Não. Para os que têm dúvida, saibam que a psicoterapia visa integrar o ser humano com seus lados sombrios, pouco aceitos pelos outros ou por ele mesmo, torná-lo mais inteiro, menos dividido, em suma, completar o círculo para que não seja unilateral, evitando sofrimento.

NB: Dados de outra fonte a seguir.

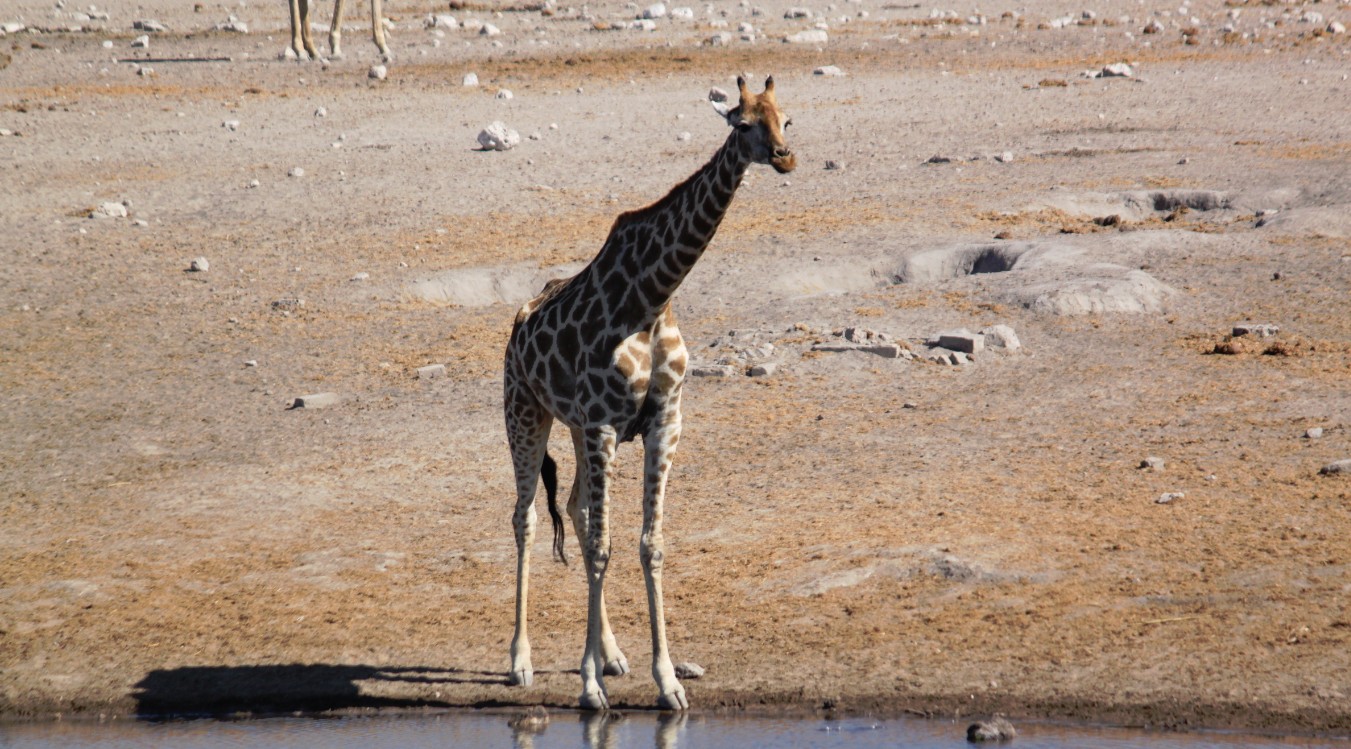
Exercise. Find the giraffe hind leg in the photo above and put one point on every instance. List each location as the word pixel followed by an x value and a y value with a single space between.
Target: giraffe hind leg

Fernando Pessoa define bem:

Para ser grande, sê inteiro: nada
Teu exagera ou exclui.
Sê todo em cada coisa. Põe quanto és
No mínimo que fazes.
Assim em cada lago a lua toda
Brilha, porque alta vive.

E se ainda restam dúvidas, seguimos com exemplos práticos: fazer psicoterapia é a tentativa de que aquele ser racional e pragmático possa encontrar e identificar melhor seus sentimentos e intuições e saber expressá-los e segui-los, preservando assim as suas relações mais próximas. Ou ainda, que aquela pessoa emotiva e em ebulição, acalme seus tormentos e equilibre seus potenciais do intelecto e da ação. É a possibilidade de sentir-se bem estando a sós consigo mesmo para aquele que só encontra satisfação no contato com o mundo externo. Ainda poderia seguir com vários casos, mas posso dar um respiro pra explicar antes o porquê é tão difícil alcançar isso isoladamente, já que o conteúdo a ser trabalhado é, antes de mais nada, coletivo.

Esta finalidade existencial tão básica de integrar opostos depende muito de como lidamos com nossos conflitos, inadaptações, relacionamentos de casal, dificuldades familiares, de sentido de vida, dúvidas. Tais dificuldades são coletivas e milenares, quer dizer, são arquetípicas. Logo, são eixos fundamentais ao redor dos quais nossa espécie vem se debatendo e/ou se aprofundando coletivamente. Como herdeiros destes dilemas existenciais, transitamos em relações humanas disfuncionais e, em alguns casos mais graves, chegamos ao ponto da doença, não apenas de ordem psíquicas mas também de ordem fisiológica. Nos dias atuais, já se torna cada vez mais difícil aplicar soluções pré-moldadas e os tais “eixos” precisam ser bem resolvidos num nível subjetivo (interno) para depois alcançar expressão no mundo.

Dessa forma, para estas doenças da alma, obviamente, as medicações que tratam o corpo não são suficientes. A prática “normalizadora” das instituições religiosas e médicas vem nos enquadrando desde a Idade Média, muitas vezes desconsiderando nossos comportamentos como adaptações às mudanças culturais e sociais. Isto é, as indicações para diagnosticar e chegar a medicar alguém, poucas vezes têm em conta o caráter determinante das condições socioeconômicas e da psique coletiva. O que se busca é silenciar o sintoma.

Dito isso, quero lembrar que a Psicologia Analítica vem para promover o encontro entre as expressões e as necessidades da psique. Guiados por Jung, recordamos que não se trata apenas de saber como domar e subjugar a psique; é preciso que saibamos um mínimo sobre o desenvolvimento da alma ou das suas funções para que em um nível cultural mais completo o desenvolvimento possa substituir a dominação.

Quando passamos a ver o cliente como portador de uma mensagem, que pode inclusive ser coletiva, a doença nesse caso pode ser, no máximo, o sofrimento que a todos atormenta.